La rupture de la digue pourrait ainsi avoir pour origine une combinaison de plusieurs facteurs :

  • des défauts de conception et de construction
  • une fragilisation du sous-sol argileux, attaqué par les effluents acides, et accentuée par les fortes pressions exercées par l’eau et les boues,
  • un sur-remplissage des bassins.

Des rapports d’experts avaient pourtant révélé en 1995 et en 1996 l’instabilité de la digue (suintements, glissements de terrains…). L’exploitant avait alors renforcé l’étanchéité de la digue et mis en place un dispositif permettant de détecter ses mouvements. En 1997, compte-tenu de ces mesures et bien que des déformations des inclinomètres aient été observées, les autorités avaient permis à l’exploitant de relever la digue pour accroître la capacité du bassin.

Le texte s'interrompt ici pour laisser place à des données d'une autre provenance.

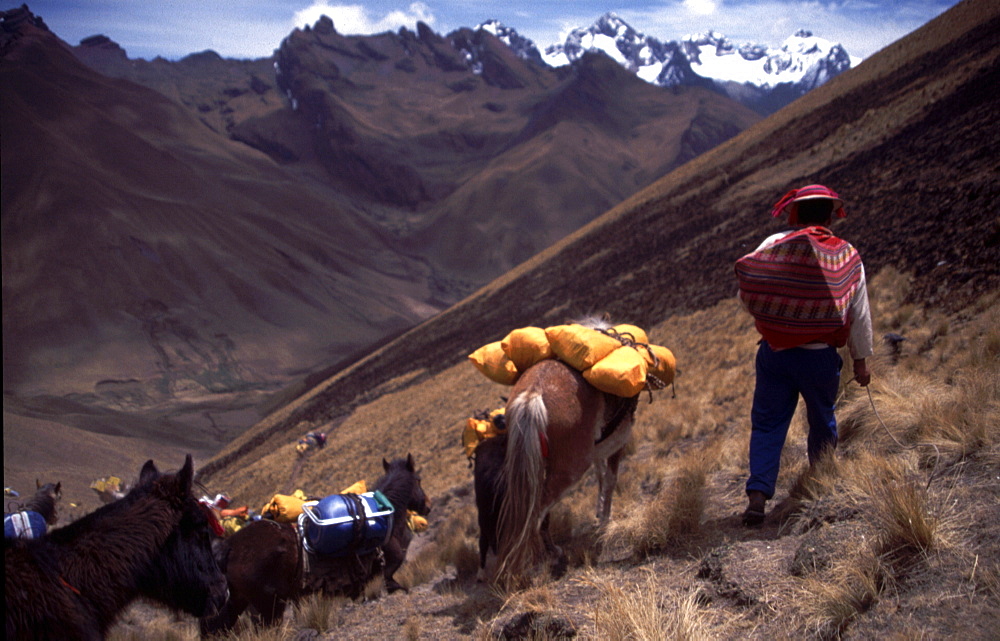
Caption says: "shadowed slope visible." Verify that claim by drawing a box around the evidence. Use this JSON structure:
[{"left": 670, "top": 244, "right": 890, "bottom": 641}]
[{"left": 201, "top": 2, "right": 1000, "bottom": 477}]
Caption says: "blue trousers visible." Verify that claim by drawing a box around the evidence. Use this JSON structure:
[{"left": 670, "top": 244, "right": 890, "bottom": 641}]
[{"left": 746, "top": 341, "right": 844, "bottom": 499}]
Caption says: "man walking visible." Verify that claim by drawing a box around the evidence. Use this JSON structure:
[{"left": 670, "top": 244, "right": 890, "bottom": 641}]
[{"left": 736, "top": 185, "right": 872, "bottom": 526}]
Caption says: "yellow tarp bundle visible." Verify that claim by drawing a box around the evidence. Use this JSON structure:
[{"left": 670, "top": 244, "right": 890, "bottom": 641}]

Quelques semaines avant l’accident, une inspection des bassins de stockage par les autorités régionales andalouses n’avait toutefois révélé aucun défaut.

Les enseignements à en tirer

Deux ans après l’accident d’Aznalcollar, la rupture d’un bassin de stockage d’effluents miniers est à nouveau à l’origine d’une grave pollution en Europe (Baia Mare – Roumanie – n°ARIA 17 265). La gravité et la répétition de ce type d’accidents ont conduit à renforcer la législation européenne sur la gestion des déchets miniers.


Il a été procédé à modification de la Directive « SEVESO 2 » le 16/12/2003 afin d’y inclure explicitement le traitement des minerais (et en particulier les bassins de décantation des déchets miniers) ou les digues dont l’usage est lié à ce traitement et parution de la Directive n° 2006/21/CE du 15 mars 2006, relative à la gestion des déchets de l’industrie extractive. Elles visent tout particulièrement à prévoir :

  • une description des déchets et leur classification (risques pour la santé humaine, pour l’environnement…)
  • des études géologiques et hydrogéologiques (stabilité du sol et du sous-sol, adaptabilité aux types de déchets et aux quantités stockées, proximité d’une nappe phréatique…),
  • un système de gestion de la sécurité (comportant notamment une évaluation détaillée des risques fondée sur les scénarii d’accidents possibles : affaissements, glissements de terrain, inondation, rupture de digue…)
  • des plans d’urgence déterminant les mesures à prendre par l’exploitant et par les autorités dans et hors du site, afin de réduire l’impact d’un accident sur la santé humaine et l’environnement.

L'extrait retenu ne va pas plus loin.